Pálmar Sigurðsson

Personal information
- Born: 7 February 1963 (age 62) Iceland
- Nationality: Icelandic
- Listed height: 187 cm (6 ft 2 in)

Career information
- Playing career: 19??–1996
- Position: Shooting guard
- Coaching career: 1986–1995

Career history

As player:
- 19??–1991: Haukar
- 1991–1993: Grindavík
- 1993–1995: Breiðablik
- 1995: Haukar

As coach:
- 1986–1987: Haukar (w)
- 1987–1988: Haukar (m)
- 1988–1989: Haukar (w)
- 1989–1990: Haukar (m)
- 1992–1993: Grindavík (m)
- 1993–1995: Breiðablik (m)

Career highlights and awards
- As player: Icelandic basketball team of the 20th century; Icelandic Basketball Player of the Year (1985); 2× Úrvalsdeild Domestic Player of the Year (1986, 1987); Úrvalsdeild Domestic All-First Team (1988); Icelandic All-Star Game MVP (1988); Icelandic champion (1988); 2× Icelandic Basketball Cup (1985, 1986); 1. deild karla winner (1983); 2. deild karla winner (1981); As coach: Úrvalsdeild karla Coach of the Year (1988); Icelandic men's champion (1988); 1. deild karla winner (1995);

Career Úrvalsdeild karla playing statistics
- Points: 3,697 (16.1 ppg)
- Games: 229

Career coaching record
- Úrvalsdeild karla: 32–22 (.593)
- Úrvalsdeild kvenna: 15–21 (.417)

= Pálmar Sigurðsson =

Icelandic basketball player

Pálmar Sigurðsson (born 7 February 1963) is an Icelandic former basketball player and coach, and a former member of the Icelandic national team.
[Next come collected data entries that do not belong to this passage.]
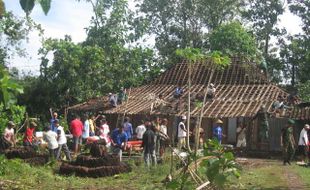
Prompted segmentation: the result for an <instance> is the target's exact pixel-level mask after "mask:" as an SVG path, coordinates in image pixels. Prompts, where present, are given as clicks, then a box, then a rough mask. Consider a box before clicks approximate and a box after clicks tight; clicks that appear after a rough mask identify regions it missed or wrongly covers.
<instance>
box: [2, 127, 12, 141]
mask: <svg viewBox="0 0 310 190" xmlns="http://www.w3.org/2000/svg"><path fill="white" fill-rule="evenodd" d="M3 136H4V138H5V139H6V140H7V141H12V140H13V139H12V138H13V136H14V129H13V128H11V129H9V128H7V127H6V128H5V129H4V133H3Z"/></svg>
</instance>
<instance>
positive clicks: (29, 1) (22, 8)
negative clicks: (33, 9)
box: [19, 0, 52, 16]
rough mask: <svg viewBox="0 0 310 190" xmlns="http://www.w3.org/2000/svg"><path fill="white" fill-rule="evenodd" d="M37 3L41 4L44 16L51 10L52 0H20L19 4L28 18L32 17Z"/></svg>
mask: <svg viewBox="0 0 310 190" xmlns="http://www.w3.org/2000/svg"><path fill="white" fill-rule="evenodd" d="M36 3H38V4H40V6H41V8H42V10H43V12H44V14H45V15H47V13H48V11H49V10H50V8H51V3H52V0H19V4H20V6H21V8H22V9H23V10H24V12H25V13H26V15H27V16H29V15H30V13H31V11H32V10H33V8H34V6H35V4H36Z"/></svg>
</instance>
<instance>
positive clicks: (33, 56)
mask: <svg viewBox="0 0 310 190" xmlns="http://www.w3.org/2000/svg"><path fill="white" fill-rule="evenodd" d="M129 1H130V0H129ZM4 3H5V6H6V10H7V11H12V12H13V14H14V15H17V16H19V17H23V16H25V13H24V12H23V10H22V8H21V7H20V4H19V0H4ZM129 7H130V5H129ZM92 16H93V12H92V7H91V5H90V4H89V3H86V2H85V1H80V2H78V1H76V0H52V5H51V9H50V11H49V13H48V15H47V16H46V15H45V14H44V13H43V11H42V9H41V7H40V5H36V6H35V7H34V9H33V11H32V12H31V18H32V19H33V20H34V21H35V22H36V23H38V24H41V25H42V28H43V29H44V36H45V37H46V38H48V37H52V38H63V37H64V36H65V35H70V36H71V37H72V40H73V42H82V41H84V40H85V39H86V32H85V28H86V27H87V26H89V25H90V19H91V17H92ZM300 24H301V21H300V19H299V18H298V17H297V16H294V15H292V14H291V13H289V12H288V11H286V12H285V13H284V14H283V15H282V16H281V17H280V24H279V25H280V26H283V27H285V28H286V30H287V31H288V33H290V34H297V33H300V32H301V27H300ZM24 47H25V48H26V51H27V53H28V56H27V58H24V57H22V58H20V57H16V56H15V57H14V58H13V59H12V60H11V61H10V65H9V67H16V68H18V69H19V70H20V71H21V72H24V73H29V72H30V73H32V74H35V75H37V74H39V68H40V60H39V56H38V53H37V52H38V49H39V48H40V47H41V41H40V38H39V37H38V34H37V33H35V32H32V33H31V34H30V36H29V42H28V43H25V44H24Z"/></svg>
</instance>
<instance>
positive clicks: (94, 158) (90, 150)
mask: <svg viewBox="0 0 310 190" xmlns="http://www.w3.org/2000/svg"><path fill="white" fill-rule="evenodd" d="M130 171H131V168H130V166H129V165H128V164H126V163H123V162H120V161H119V158H118V157H116V156H113V155H109V154H108V153H107V149H106V147H105V145H103V144H100V143H93V144H92V145H91V149H90V154H81V155H79V156H78V157H77V159H76V160H75V161H74V162H70V163H65V162H64V163H62V165H61V166H60V170H59V173H60V174H63V175H72V174H75V175H76V176H80V177H94V178H96V177H105V176H113V175H116V174H119V173H125V172H130Z"/></svg>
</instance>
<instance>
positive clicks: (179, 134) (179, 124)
mask: <svg viewBox="0 0 310 190" xmlns="http://www.w3.org/2000/svg"><path fill="white" fill-rule="evenodd" d="M182 125H183V126H184V129H185V124H184V123H183V122H182V121H181V122H180V123H179V125H178V137H186V131H184V130H183V129H182V128H181V126H182Z"/></svg>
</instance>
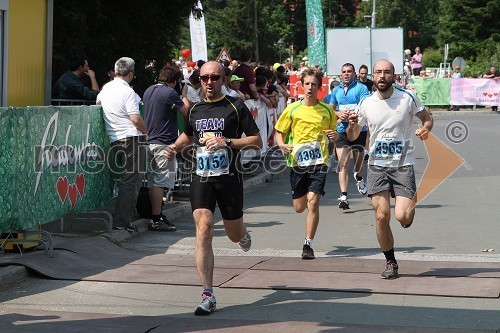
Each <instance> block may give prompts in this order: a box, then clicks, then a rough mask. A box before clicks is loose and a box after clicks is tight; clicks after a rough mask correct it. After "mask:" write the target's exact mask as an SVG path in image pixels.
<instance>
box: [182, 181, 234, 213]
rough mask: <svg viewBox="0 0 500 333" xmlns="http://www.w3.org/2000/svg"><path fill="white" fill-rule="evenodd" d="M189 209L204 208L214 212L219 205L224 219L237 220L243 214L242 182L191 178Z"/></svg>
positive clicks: (189, 189)
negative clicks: (226, 181) (203, 179)
mask: <svg viewBox="0 0 500 333" xmlns="http://www.w3.org/2000/svg"><path fill="white" fill-rule="evenodd" d="M189 196H190V198H191V209H192V211H193V212H194V211H195V210H196V209H199V208H205V209H209V210H211V211H212V213H213V212H215V204H216V203H217V205H218V206H219V210H220V212H221V215H222V218H223V219H224V220H237V219H239V218H241V217H242V216H243V183H241V182H240V183H215V182H202V181H199V180H193V181H192V182H191V185H190V187H189Z"/></svg>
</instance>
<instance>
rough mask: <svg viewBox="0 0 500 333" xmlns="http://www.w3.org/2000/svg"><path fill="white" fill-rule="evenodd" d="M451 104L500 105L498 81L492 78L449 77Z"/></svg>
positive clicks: (462, 104)
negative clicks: (450, 79) (494, 79)
mask: <svg viewBox="0 0 500 333" xmlns="http://www.w3.org/2000/svg"><path fill="white" fill-rule="evenodd" d="M450 95H451V104H452V105H484V106H495V105H500V81H499V80H492V79H451V87H450Z"/></svg>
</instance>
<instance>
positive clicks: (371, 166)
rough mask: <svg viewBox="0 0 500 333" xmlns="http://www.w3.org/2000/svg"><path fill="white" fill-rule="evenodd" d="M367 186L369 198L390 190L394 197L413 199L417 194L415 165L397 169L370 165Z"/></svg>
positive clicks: (399, 167) (395, 168)
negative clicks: (415, 194) (413, 167)
mask: <svg viewBox="0 0 500 333" xmlns="http://www.w3.org/2000/svg"><path fill="white" fill-rule="evenodd" d="M366 186H367V187H368V196H371V195H373V194H376V193H379V192H382V191H387V190H388V191H390V192H391V196H392V197H395V196H398V197H406V198H410V199H413V197H414V196H415V194H416V192H417V185H416V182H415V172H414V171H413V165H407V166H402V167H397V168H386V167H380V166H376V165H368V172H367V177H366Z"/></svg>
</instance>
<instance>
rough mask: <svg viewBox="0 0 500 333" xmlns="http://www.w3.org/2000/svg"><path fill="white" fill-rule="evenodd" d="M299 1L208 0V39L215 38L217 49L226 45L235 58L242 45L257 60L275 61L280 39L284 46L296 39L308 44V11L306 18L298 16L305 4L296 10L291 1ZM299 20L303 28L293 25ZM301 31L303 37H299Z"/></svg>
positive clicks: (208, 39) (206, 23)
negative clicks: (249, 48) (246, 49)
mask: <svg viewBox="0 0 500 333" xmlns="http://www.w3.org/2000/svg"><path fill="white" fill-rule="evenodd" d="M299 2H300V1H298V0H293V1H290V0H289V1H262V0H250V1H248V0H208V1H206V10H205V24H206V29H207V43H208V44H209V45H210V43H212V42H213V43H214V44H215V45H216V48H217V49H218V50H220V49H221V48H222V47H225V48H226V49H228V51H229V53H230V54H231V55H232V56H233V57H234V58H239V57H240V56H239V55H240V53H241V51H242V50H243V49H245V48H250V49H252V50H253V51H254V59H255V60H259V61H264V62H268V63H273V62H275V61H277V60H278V56H279V52H280V47H279V45H278V44H277V42H278V40H279V39H282V40H283V41H284V43H285V44H284V45H285V48H287V47H288V46H289V45H291V44H292V43H295V42H298V43H299V45H300V46H299V47H302V46H303V45H305V44H307V42H306V43H304V40H305V12H304V13H303V14H304V20H300V18H299V17H297V11H298V10H300V9H301V8H302V7H303V5H300V4H299V5H297V6H295V7H294V9H293V10H292V9H291V5H290V3H299ZM204 9H205V7H204ZM256 17H257V24H255V18H256ZM296 22H298V24H300V25H301V28H302V29H301V30H302V32H300V31H296V30H295V29H294V27H295V26H296V24H297V23H296ZM302 25H303V26H304V27H302ZM299 30H300V29H299ZM301 33H303V34H304V37H303V38H298V37H299V34H301ZM256 35H257V38H256ZM257 43H258V44H257ZM295 45H297V44H295ZM285 48H282V51H283V54H286V53H285ZM257 50H258V54H256V53H257ZM257 56H258V59H257Z"/></svg>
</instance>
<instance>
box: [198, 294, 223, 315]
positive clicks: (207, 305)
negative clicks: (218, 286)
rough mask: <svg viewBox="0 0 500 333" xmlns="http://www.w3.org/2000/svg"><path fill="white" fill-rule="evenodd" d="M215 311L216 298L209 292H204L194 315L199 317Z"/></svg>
mask: <svg viewBox="0 0 500 333" xmlns="http://www.w3.org/2000/svg"><path fill="white" fill-rule="evenodd" d="M215 310H217V302H216V301H215V296H214V295H213V294H211V293H210V292H208V291H204V292H203V294H201V299H200V304H198V306H197V307H196V309H195V310H194V314H195V315H197V316H203V315H209V314H211V313H212V312H215Z"/></svg>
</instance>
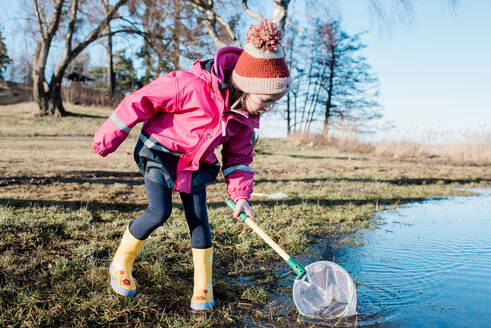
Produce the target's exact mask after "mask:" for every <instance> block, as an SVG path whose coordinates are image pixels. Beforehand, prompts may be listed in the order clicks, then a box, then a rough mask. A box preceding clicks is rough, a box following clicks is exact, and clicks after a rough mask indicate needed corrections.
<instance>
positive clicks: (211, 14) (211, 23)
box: [190, 0, 235, 48]
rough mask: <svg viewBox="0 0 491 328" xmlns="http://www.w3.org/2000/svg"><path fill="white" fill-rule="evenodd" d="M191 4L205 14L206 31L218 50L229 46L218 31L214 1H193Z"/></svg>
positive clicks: (210, 0) (191, 1)
mask: <svg viewBox="0 0 491 328" xmlns="http://www.w3.org/2000/svg"><path fill="white" fill-rule="evenodd" d="M205 1H207V3H206V2H205ZM190 4H191V5H192V6H193V7H194V8H196V9H198V10H199V11H201V12H202V13H204V14H205V20H206V29H207V30H208V34H209V35H210V37H211V39H212V40H213V42H215V45H216V46H217V47H218V48H223V47H226V46H227V44H226V43H225V42H223V41H222V40H221V39H220V37H219V36H218V32H217V29H216V22H217V15H216V13H215V11H214V10H213V0H191V1H190ZM234 39H235V37H234Z"/></svg>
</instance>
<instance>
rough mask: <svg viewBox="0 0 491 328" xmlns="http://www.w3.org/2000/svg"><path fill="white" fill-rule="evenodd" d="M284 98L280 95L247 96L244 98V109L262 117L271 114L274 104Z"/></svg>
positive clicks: (281, 94) (253, 94) (282, 96)
mask: <svg viewBox="0 0 491 328" xmlns="http://www.w3.org/2000/svg"><path fill="white" fill-rule="evenodd" d="M281 97H283V95H282V94H279V95H261V94H247V95H246V96H245V98H244V102H243V104H244V108H245V110H247V111H248V112H249V113H250V114H252V115H261V114H263V113H266V112H269V111H270V110H271V108H273V105H274V103H275V102H276V101H277V100H279V99H280V98H281Z"/></svg>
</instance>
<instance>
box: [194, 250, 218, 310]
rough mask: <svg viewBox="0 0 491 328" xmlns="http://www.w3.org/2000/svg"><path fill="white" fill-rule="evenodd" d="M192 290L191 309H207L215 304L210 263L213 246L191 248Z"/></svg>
mask: <svg viewBox="0 0 491 328" xmlns="http://www.w3.org/2000/svg"><path fill="white" fill-rule="evenodd" d="M193 265H194V291H193V298H191V309H192V310H207V309H210V308H212V307H213V305H215V300H214V299H213V284H212V276H211V275H212V265H213V247H210V248H205V249H197V248H193Z"/></svg>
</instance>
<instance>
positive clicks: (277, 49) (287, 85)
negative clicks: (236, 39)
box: [232, 19, 291, 94]
mask: <svg viewBox="0 0 491 328" xmlns="http://www.w3.org/2000/svg"><path fill="white" fill-rule="evenodd" d="M282 37H283V33H282V32H281V30H280V29H279V28H278V26H276V24H275V23H273V22H271V21H269V20H267V19H263V20H262V21H261V22H260V23H258V24H257V25H251V26H250V27H249V30H248V31H247V34H246V37H245V41H246V44H245V47H244V51H242V54H241V55H240V57H239V59H238V61H237V64H235V68H234V70H233V72H232V81H233V83H234V84H235V86H236V87H237V88H239V89H240V90H242V91H243V92H245V93H253V94H285V93H287V92H288V90H289V89H290V84H291V79H290V71H289V69H288V66H287V64H286V61H285V56H284V54H283V50H282V49H281V45H280V43H281V39H282Z"/></svg>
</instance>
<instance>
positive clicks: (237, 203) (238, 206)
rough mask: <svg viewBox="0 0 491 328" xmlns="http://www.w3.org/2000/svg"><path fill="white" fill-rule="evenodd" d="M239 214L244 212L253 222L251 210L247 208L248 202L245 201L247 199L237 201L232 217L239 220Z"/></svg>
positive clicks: (238, 200) (252, 217)
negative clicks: (232, 216) (246, 214)
mask: <svg viewBox="0 0 491 328" xmlns="http://www.w3.org/2000/svg"><path fill="white" fill-rule="evenodd" d="M240 212H244V213H245V214H247V215H248V216H249V217H250V218H251V220H252V221H254V214H252V209H251V207H250V206H249V202H248V201H247V199H239V200H238V201H237V203H236V204H235V212H234V216H235V217H236V218H237V219H239V214H240Z"/></svg>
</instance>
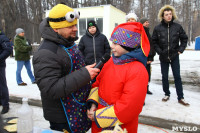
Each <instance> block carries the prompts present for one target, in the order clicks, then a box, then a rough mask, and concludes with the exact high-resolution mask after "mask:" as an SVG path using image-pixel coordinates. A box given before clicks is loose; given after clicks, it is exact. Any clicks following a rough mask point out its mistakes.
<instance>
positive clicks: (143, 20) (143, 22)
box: [140, 17, 148, 24]
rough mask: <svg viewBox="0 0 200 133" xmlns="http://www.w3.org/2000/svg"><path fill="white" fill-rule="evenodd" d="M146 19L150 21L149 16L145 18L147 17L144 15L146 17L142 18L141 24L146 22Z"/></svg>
mask: <svg viewBox="0 0 200 133" xmlns="http://www.w3.org/2000/svg"><path fill="white" fill-rule="evenodd" d="M146 21H148V18H145V17H144V18H141V19H140V23H141V24H144V23H145V22H146Z"/></svg>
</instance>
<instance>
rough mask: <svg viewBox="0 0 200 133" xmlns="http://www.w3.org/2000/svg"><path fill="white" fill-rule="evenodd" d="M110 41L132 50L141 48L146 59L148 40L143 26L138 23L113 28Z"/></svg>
mask: <svg viewBox="0 0 200 133" xmlns="http://www.w3.org/2000/svg"><path fill="white" fill-rule="evenodd" d="M110 41H112V42H114V43H117V44H119V45H121V46H122V47H123V48H124V47H129V48H131V49H132V50H133V49H135V48H138V47H141V48H142V50H143V53H144V55H145V56H146V57H147V56H148V54H149V50H150V44H149V40H148V38H147V35H146V33H145V31H144V28H143V25H142V24H141V23H139V22H128V23H123V24H120V25H118V26H117V27H115V29H114V30H113V32H112V34H111V38H110Z"/></svg>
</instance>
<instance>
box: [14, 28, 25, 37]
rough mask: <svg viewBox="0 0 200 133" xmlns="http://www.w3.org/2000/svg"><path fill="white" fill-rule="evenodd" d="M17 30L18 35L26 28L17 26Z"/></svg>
mask: <svg viewBox="0 0 200 133" xmlns="http://www.w3.org/2000/svg"><path fill="white" fill-rule="evenodd" d="M15 32H16V35H19V34H20V33H22V32H24V30H23V29H22V28H17V29H16V30H15Z"/></svg>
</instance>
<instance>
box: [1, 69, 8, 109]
mask: <svg viewBox="0 0 200 133" xmlns="http://www.w3.org/2000/svg"><path fill="white" fill-rule="evenodd" d="M0 100H1V104H2V106H4V107H5V106H9V103H8V102H9V93H8V87H7V81H6V67H1V66H0Z"/></svg>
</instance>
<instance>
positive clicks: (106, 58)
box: [94, 54, 110, 68]
mask: <svg viewBox="0 0 200 133" xmlns="http://www.w3.org/2000/svg"><path fill="white" fill-rule="evenodd" d="M109 59H110V55H109V54H105V55H104V56H103V57H102V58H101V60H100V61H99V62H98V63H97V64H96V66H95V67H94V68H101V67H102V66H103V64H104V63H106V62H107V61H108V60H109Z"/></svg>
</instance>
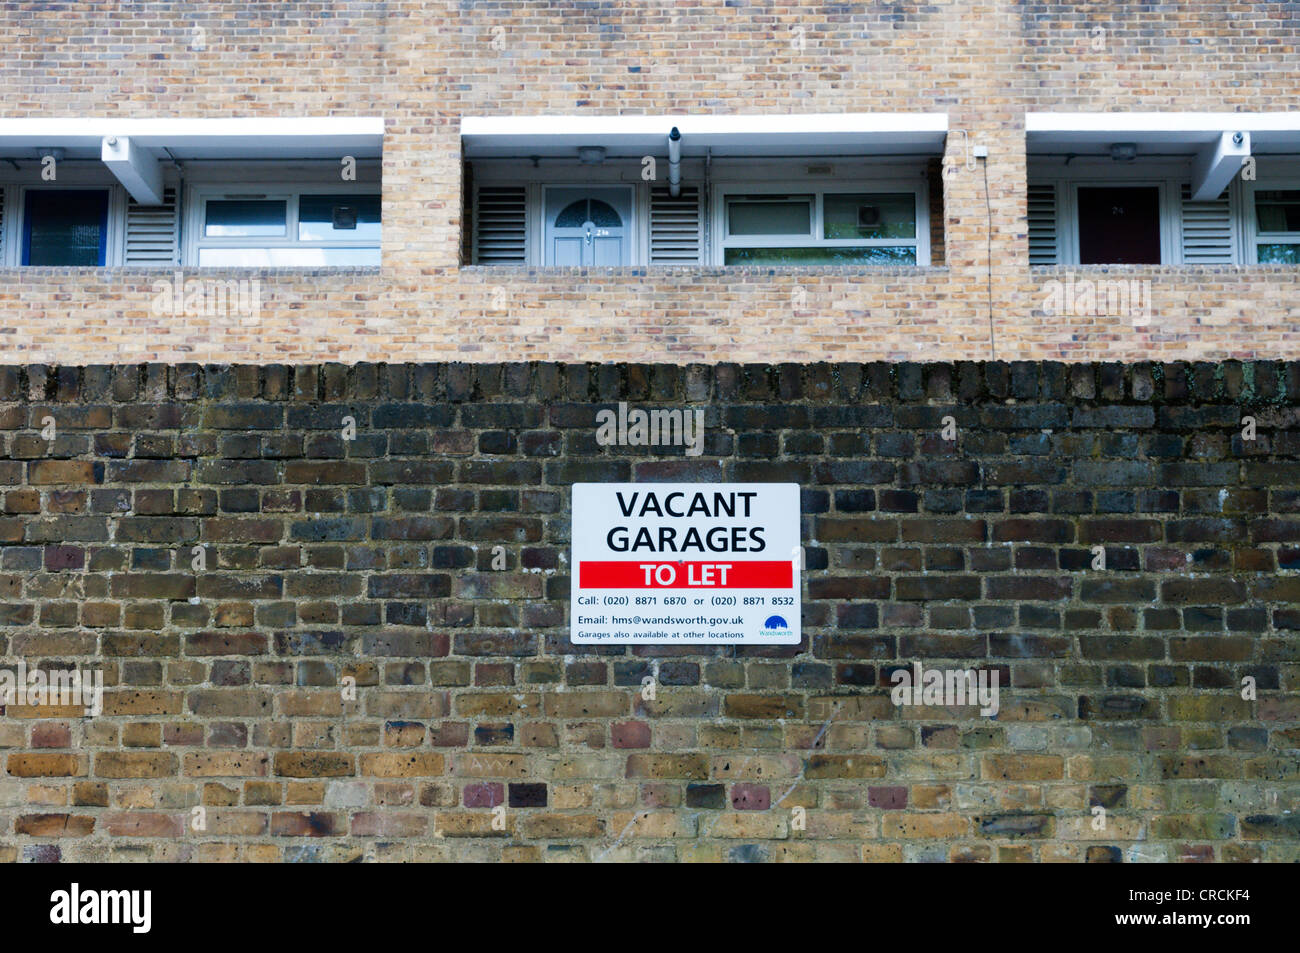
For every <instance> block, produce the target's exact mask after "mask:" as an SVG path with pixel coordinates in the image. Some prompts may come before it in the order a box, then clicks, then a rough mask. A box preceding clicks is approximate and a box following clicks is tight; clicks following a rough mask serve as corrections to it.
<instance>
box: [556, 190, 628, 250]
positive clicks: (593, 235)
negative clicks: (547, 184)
mask: <svg viewBox="0 0 1300 953" xmlns="http://www.w3.org/2000/svg"><path fill="white" fill-rule="evenodd" d="M630 217H632V190H630V189H624V187H621V186H614V187H603V189H591V187H568V186H565V187H563V189H547V190H546V264H547V265H552V267H571V268H585V267H595V265H628V264H632V248H630V243H632V241H630V239H632V235H630V233H629V231H628V220H629V218H630Z"/></svg>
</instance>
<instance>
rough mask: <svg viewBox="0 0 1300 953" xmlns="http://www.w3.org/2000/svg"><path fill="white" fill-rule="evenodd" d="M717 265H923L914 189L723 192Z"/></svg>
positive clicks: (850, 189) (721, 205)
mask: <svg viewBox="0 0 1300 953" xmlns="http://www.w3.org/2000/svg"><path fill="white" fill-rule="evenodd" d="M718 215H719V216H720V218H722V221H720V225H722V237H720V244H722V248H720V255H719V257H720V264H725V265H841V264H842V265H850V264H852V265H862V264H866V265H915V264H928V259H930V248H928V235H927V229H924V228H918V222H923V221H924V217H926V209H924V204H923V194H922V191H920V190H919V189H909V190H904V191H894V190H889V191H883V190H881V191H875V190H867V189H858V190H852V189H845V190H833V191H832V190H823V191H810V192H779V191H767V190H759V189H753V187H744V186H735V187H733V189H732V190H723V192H722V200H720V207H719V208H718Z"/></svg>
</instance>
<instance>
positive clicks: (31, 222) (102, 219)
mask: <svg viewBox="0 0 1300 953" xmlns="http://www.w3.org/2000/svg"><path fill="white" fill-rule="evenodd" d="M107 255H108V190H107V189H31V190H29V191H27V198H26V203H25V208H23V225H22V264H25V265H91V267H94V265H103V264H104V263H105V261H107Z"/></svg>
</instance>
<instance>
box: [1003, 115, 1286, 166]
mask: <svg viewBox="0 0 1300 953" xmlns="http://www.w3.org/2000/svg"><path fill="white" fill-rule="evenodd" d="M1225 133H1229V134H1232V133H1243V134H1244V137H1245V138H1247V139H1248V140H1249V142H1251V151H1252V152H1253V155H1256V156H1262V155H1268V153H1269V152H1300V112H1269V113H1165V112H1141V113H1128V112H1126V113H1057V112H1031V113H1026V116H1024V135H1026V140H1027V150H1028V153H1030V155H1035V153H1040V155H1041V153H1044V152H1078V153H1080V155H1109V150H1110V144H1112V143H1117V142H1131V143H1136V144H1138V155H1139V157H1140V156H1141V155H1143V153H1144V152H1145V153H1157V152H1158V153H1166V155H1170V153H1171V155H1187V156H1192V155H1197V153H1201V152H1204V151H1206V150H1213V148H1214V147H1216V146H1217V144H1218V142H1219V139H1221V137H1222V135H1223V134H1225Z"/></svg>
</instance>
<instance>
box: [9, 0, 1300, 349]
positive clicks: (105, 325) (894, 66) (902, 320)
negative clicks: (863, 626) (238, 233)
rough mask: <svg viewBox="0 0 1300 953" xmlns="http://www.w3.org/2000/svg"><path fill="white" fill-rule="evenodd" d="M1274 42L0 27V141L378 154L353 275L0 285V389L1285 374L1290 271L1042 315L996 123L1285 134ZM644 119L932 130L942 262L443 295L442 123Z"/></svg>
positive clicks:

In 2001 he was named to the Icelandic basketball team of the 20th century by the Icelandic Basketball Association.

==Club career==
Pálmar started his career with Haukar and helped them win the 2. deild karla in 1981. In 1983, he led Haukar to victory in the 1. deild karla and promotion to the top-tier Úrvalsdeild karla. In 1988 he led Haukar to the national championship after making 11 three-point shots in the fifth and deciding game of the finals against Njarðvík. The same year he was named the Icelandic All-Star Game MVP. He retired early in November 1995.

==National team career==
Pálmar played 74 games for the Icelandic national team from 1982 to 1992.

==Personal life==
Pálmar's son is handballer Aron Pálmarsson.